New Quantum Matter Discovered, Promising Advances in Computing and Space Exploration
Researchers at the University of California, Irvine have discovered a novel state of quantum matter wiht potential applications ranging from self-charging computers to radiation-resistant electronics for deep space missions. The findings, published in Physical Review Letters, detail a previously unobserved phase of matter formed within a specially engineered material, hafnium pentatelluride.
This new phase arises when electrons and their positively charged counterparts, “holes,” combine to form a fluid-like mixture of rotating excitons – a behavior predicted theoretically but never before observed. “It’s a new phase of matter, similar to how water can exist as liquid, ice or vapor,” explains Luis A. Jauregui, professor of physics & astronomy at UC Irvine and lead author of the study. “It’s its own new thing.”
The finding was made by exposing the material to intense magnetic fields – up to 70 Teslas – at the Los Alamos National Laboratory (LANL).Researchers observed a sharp drop in electrical conductivity, signaling the transition into this exotic exciton state.This state offers the potential to carry signals using electron spin instead of charge, paving the way for more energy-efficient technologies like spin-based electronics and quantum devices.

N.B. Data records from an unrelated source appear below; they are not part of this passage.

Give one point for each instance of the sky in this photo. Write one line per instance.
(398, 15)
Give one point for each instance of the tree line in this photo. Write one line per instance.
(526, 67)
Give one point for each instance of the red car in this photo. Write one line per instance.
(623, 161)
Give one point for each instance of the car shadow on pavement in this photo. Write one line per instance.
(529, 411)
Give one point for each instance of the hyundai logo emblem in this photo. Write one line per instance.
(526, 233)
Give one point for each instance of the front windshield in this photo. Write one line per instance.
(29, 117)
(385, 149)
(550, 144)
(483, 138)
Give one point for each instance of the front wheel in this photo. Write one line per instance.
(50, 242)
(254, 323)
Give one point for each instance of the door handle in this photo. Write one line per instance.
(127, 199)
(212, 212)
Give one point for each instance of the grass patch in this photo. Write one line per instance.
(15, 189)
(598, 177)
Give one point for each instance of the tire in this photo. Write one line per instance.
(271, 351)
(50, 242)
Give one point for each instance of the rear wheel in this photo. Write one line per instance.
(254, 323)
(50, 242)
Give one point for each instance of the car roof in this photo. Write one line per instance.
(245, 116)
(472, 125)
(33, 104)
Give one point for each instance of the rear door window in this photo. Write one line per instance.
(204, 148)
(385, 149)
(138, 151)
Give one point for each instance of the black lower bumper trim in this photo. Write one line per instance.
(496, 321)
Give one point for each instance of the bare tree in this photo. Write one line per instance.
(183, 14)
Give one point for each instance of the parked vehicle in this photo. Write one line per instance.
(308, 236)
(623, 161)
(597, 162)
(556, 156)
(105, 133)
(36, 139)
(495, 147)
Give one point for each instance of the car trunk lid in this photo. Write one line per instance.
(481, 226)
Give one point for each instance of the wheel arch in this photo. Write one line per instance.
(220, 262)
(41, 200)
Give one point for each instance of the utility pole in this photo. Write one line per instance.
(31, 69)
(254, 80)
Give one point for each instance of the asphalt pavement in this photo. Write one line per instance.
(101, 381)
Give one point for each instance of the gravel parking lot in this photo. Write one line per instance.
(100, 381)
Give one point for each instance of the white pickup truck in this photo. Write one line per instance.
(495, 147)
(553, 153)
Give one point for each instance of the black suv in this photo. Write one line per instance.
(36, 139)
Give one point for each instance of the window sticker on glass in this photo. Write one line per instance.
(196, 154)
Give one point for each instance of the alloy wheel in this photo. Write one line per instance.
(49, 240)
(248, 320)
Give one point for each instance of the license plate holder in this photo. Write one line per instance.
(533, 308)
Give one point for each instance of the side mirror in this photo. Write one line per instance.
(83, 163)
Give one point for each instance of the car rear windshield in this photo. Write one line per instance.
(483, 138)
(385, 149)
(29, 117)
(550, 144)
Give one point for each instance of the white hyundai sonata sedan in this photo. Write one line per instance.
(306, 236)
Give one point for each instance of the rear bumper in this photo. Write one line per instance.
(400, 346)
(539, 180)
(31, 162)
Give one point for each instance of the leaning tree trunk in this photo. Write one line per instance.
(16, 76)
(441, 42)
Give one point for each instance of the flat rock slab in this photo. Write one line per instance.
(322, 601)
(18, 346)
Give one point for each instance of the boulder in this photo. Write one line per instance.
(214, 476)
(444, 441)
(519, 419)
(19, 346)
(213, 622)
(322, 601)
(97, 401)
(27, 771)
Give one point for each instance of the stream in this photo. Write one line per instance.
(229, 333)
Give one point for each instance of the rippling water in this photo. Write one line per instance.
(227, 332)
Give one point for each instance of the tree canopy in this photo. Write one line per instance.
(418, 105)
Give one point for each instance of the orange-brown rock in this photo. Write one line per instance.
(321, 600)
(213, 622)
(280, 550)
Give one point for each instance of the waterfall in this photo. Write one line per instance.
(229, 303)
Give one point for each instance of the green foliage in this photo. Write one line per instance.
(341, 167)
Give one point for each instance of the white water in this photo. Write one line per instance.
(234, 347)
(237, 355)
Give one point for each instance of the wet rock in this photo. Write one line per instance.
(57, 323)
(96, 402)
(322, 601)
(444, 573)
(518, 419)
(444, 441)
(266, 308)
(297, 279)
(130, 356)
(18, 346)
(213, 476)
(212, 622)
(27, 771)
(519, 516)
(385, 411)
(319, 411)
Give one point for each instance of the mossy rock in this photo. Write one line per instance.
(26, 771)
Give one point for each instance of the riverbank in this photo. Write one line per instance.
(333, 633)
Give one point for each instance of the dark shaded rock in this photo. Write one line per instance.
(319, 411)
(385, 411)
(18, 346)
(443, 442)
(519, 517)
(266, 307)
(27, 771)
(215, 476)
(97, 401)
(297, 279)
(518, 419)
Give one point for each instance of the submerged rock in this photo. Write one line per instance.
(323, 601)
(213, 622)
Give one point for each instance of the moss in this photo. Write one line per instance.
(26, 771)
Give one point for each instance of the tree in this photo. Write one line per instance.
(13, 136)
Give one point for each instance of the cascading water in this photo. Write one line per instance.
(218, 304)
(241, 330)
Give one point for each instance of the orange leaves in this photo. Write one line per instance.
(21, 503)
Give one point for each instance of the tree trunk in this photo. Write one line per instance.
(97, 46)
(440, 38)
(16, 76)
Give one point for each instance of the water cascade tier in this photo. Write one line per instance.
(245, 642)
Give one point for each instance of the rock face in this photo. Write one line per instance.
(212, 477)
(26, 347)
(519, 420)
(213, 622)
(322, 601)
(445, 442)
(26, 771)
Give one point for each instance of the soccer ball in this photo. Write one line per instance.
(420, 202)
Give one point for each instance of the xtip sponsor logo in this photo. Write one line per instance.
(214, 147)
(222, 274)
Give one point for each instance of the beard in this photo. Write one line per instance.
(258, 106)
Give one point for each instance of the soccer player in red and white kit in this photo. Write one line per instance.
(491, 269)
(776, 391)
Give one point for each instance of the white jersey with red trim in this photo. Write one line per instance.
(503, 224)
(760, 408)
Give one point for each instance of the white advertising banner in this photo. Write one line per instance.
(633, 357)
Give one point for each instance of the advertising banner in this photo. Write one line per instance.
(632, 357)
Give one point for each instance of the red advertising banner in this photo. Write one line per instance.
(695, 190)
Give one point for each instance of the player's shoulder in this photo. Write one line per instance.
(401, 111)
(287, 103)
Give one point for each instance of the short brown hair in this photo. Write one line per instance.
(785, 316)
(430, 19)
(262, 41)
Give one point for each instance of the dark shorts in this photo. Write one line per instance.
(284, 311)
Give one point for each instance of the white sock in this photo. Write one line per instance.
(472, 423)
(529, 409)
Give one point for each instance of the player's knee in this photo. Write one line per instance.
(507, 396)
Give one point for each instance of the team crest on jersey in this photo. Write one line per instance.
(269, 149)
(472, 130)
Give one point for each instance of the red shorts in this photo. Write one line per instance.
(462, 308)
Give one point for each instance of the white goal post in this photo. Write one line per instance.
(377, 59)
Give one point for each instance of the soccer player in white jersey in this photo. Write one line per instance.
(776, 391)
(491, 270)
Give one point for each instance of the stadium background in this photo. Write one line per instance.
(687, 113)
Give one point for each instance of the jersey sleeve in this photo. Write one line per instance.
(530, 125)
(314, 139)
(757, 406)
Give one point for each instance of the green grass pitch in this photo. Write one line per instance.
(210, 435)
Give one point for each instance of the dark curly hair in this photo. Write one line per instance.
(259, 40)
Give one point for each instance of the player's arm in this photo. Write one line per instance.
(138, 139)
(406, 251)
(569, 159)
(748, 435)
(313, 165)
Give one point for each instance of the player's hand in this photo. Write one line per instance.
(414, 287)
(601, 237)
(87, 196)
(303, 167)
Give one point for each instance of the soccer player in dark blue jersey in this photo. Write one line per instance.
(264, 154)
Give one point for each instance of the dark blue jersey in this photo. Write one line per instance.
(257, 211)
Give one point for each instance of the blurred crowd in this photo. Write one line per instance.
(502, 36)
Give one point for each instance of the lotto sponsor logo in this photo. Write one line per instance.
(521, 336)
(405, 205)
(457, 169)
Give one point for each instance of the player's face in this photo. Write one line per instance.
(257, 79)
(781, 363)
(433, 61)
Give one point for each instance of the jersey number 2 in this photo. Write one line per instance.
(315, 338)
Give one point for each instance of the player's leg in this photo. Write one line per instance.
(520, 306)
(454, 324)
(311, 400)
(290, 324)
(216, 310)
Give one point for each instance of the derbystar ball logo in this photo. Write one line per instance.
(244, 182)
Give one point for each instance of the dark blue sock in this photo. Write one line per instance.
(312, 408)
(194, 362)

Crucially,this new quantum matter demonstrates resilience to radiation,a significant advantage for electronics used in harsh environments. “It could be useful for space missions,” Jauregui states. “If you want computers in space that are going to last, this is one way to make that happen,” particularly as companies like SpaceX plan long-duration missions to Mars.
While the full implications of this discovery remain to be seen, the team is optimistic about the possibilities. “We don’t know yet what possibilities will open as a result,” Jauregui concludes.
The research was a collaborative effort led by Jinyu liu at UC Irvine, with contributions from Robert Welser, Timothy McSorley, and Triet Ho. Theoretical support came from Shizeng Lin, Varsha Subramanyan, and Avadh Saxena at LANL, and high-magnetic-field experiments were aided by Laurel Winter, Michael T. pettes at LANL, and David Graf at the National High Magnetic Field Laboratory in Florida.